When I tell people in Houston that I go to a boarding school in Massachusetts, I’m often asked what I did to deserve such a punishment. In Texas, you don’t hear about many people going 2000 miles away for high school, but I made the decision based on the countless opportunities it would open up, and how academically challenging it is known to be. Besides this, all I knew was that I would need a winter jacket, a mattress topper, and a pair of shower shoes.
The week before leaving Houston for my freshman year at boarding school in Massachusetts was both stressful and surreal. Mounds of clothes sat on my room’s floor waiting to be packed, and a list of tasks to complete filled my notes app. I quickly realized when I arrived that, although I had packed everything and checked all my boxes, nothing could prepare me for the reality of boarding school. The snow was unfamiliar, I was in a dorm of people I barely knew, and my classes were ten times harder.

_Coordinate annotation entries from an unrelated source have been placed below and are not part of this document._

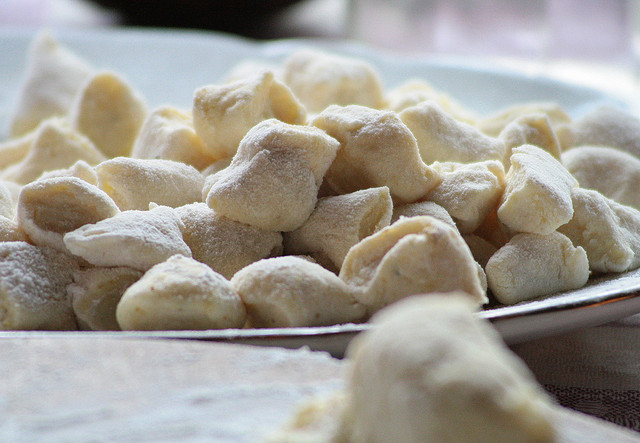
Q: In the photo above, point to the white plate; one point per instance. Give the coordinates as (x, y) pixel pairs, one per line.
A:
(166, 67)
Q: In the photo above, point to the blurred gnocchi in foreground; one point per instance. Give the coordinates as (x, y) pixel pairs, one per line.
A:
(301, 194)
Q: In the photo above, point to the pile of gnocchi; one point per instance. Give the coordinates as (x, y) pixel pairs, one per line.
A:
(304, 194)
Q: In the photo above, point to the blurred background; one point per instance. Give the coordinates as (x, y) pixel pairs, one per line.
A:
(593, 42)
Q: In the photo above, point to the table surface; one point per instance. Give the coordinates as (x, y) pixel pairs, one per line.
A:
(79, 389)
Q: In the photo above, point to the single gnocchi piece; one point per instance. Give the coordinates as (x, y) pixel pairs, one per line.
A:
(137, 239)
(54, 77)
(180, 293)
(537, 195)
(49, 208)
(95, 293)
(133, 183)
(273, 181)
(416, 91)
(223, 114)
(534, 265)
(613, 173)
(33, 281)
(291, 291)
(469, 192)
(412, 256)
(530, 129)
(607, 230)
(442, 138)
(376, 149)
(15, 149)
(339, 222)
(110, 112)
(168, 134)
(225, 245)
(423, 208)
(604, 126)
(56, 145)
(320, 79)
(10, 231)
(429, 371)
(495, 123)
(80, 169)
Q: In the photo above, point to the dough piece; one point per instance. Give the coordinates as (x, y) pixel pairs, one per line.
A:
(608, 231)
(273, 181)
(416, 91)
(423, 208)
(48, 209)
(537, 195)
(292, 291)
(95, 293)
(7, 206)
(10, 231)
(110, 112)
(530, 129)
(321, 79)
(223, 114)
(469, 192)
(80, 169)
(180, 293)
(15, 150)
(225, 245)
(480, 248)
(337, 223)
(377, 149)
(494, 124)
(133, 183)
(33, 283)
(56, 145)
(137, 239)
(604, 126)
(412, 256)
(442, 138)
(168, 134)
(613, 173)
(533, 265)
(429, 371)
(55, 75)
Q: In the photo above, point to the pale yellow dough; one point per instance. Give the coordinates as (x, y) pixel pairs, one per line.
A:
(49, 208)
(429, 371)
(54, 77)
(110, 112)
(537, 195)
(412, 256)
(273, 181)
(442, 138)
(33, 283)
(95, 293)
(180, 293)
(168, 134)
(56, 145)
(495, 123)
(320, 79)
(291, 291)
(133, 183)
(339, 222)
(376, 149)
(533, 265)
(224, 113)
(137, 239)
(469, 192)
(225, 245)
(612, 172)
(607, 230)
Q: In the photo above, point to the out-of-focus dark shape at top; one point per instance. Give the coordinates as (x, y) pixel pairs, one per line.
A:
(244, 17)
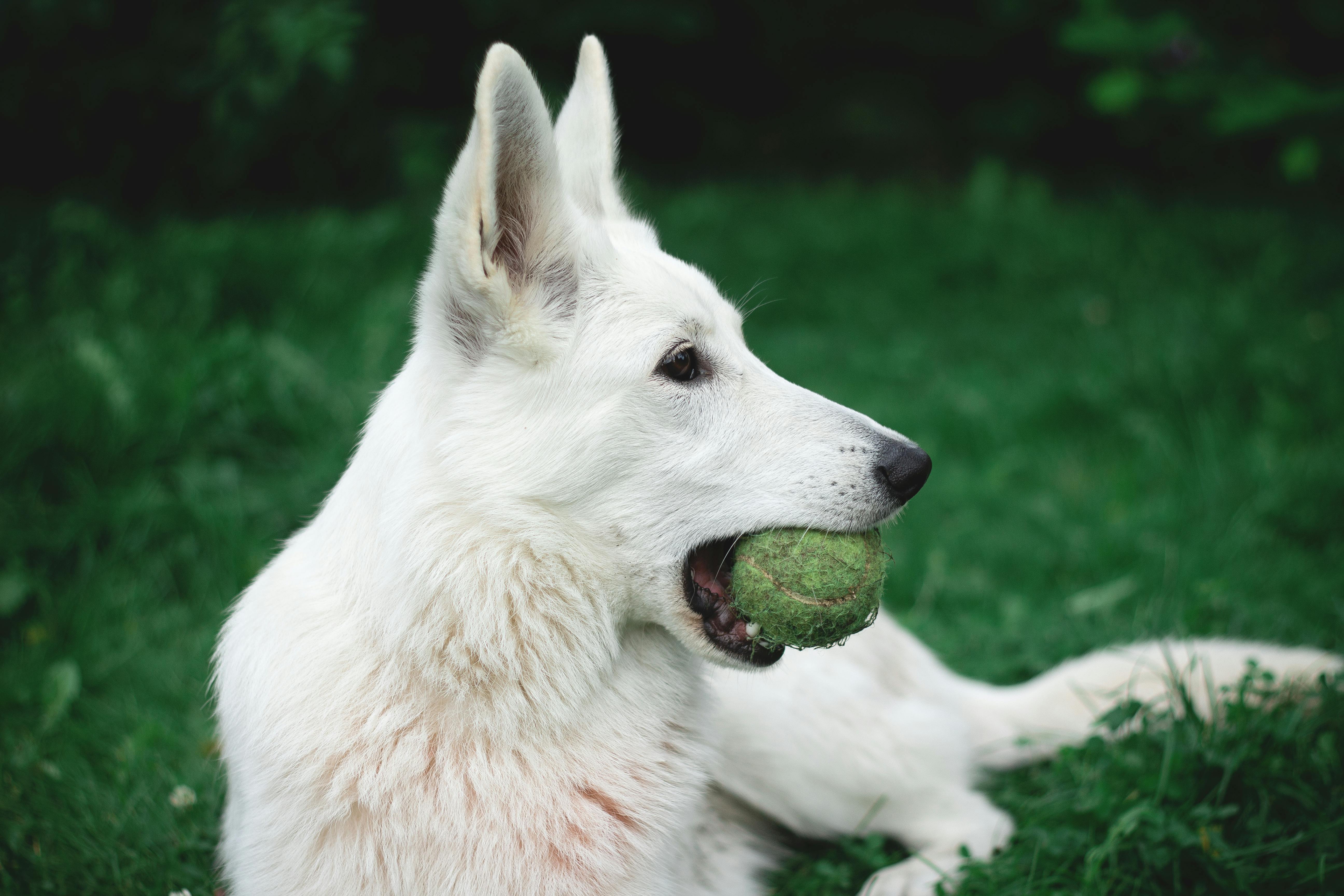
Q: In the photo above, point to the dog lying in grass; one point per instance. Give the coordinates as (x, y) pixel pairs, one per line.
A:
(503, 659)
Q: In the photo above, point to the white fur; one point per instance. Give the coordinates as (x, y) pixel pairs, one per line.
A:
(475, 671)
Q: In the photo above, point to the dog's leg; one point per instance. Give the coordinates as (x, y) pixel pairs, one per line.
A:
(870, 737)
(734, 847)
(879, 735)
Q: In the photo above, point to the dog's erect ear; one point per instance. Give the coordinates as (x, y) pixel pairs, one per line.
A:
(586, 136)
(505, 245)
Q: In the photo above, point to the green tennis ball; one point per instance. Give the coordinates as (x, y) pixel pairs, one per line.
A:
(808, 589)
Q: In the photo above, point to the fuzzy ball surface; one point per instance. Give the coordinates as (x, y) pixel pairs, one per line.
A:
(808, 589)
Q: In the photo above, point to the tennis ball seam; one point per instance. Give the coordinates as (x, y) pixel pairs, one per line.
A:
(812, 602)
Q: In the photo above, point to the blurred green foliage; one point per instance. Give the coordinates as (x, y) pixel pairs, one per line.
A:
(245, 104)
(1136, 417)
(1207, 60)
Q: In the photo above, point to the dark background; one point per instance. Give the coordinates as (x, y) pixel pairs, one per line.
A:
(202, 108)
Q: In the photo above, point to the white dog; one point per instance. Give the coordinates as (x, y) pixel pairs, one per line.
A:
(503, 660)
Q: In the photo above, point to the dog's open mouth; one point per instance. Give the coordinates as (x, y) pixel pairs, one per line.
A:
(709, 592)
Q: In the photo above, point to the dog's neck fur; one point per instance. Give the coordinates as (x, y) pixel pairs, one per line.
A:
(505, 621)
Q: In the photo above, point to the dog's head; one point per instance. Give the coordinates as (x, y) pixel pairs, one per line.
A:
(597, 386)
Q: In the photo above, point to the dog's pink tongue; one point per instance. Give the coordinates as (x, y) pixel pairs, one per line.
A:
(706, 579)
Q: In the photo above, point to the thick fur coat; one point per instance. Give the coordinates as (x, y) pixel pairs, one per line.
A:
(492, 664)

Despite my first impression, I trusted the process and stayed. I built a routine, and the unfamiliar feeling began to thaw. I learned how to layer to stay warm, procrastination meant spending late nights in my friends' rooms, and the pace of the curriculum became familiar. People often ask me if I feel homesick, and I do. However, when you have two homes, homesickness is perpetual. Whether I’m in Houston or at Andover, I know there’s another place in the world that is also mine.
Now as a rising senior, I’m glad to say that I love my school, and the experiences I’ve had there are the reason I developed into the person I am today. I’m grateful for the school around me, mostly the people I’ve met and moments I’ve had along the way.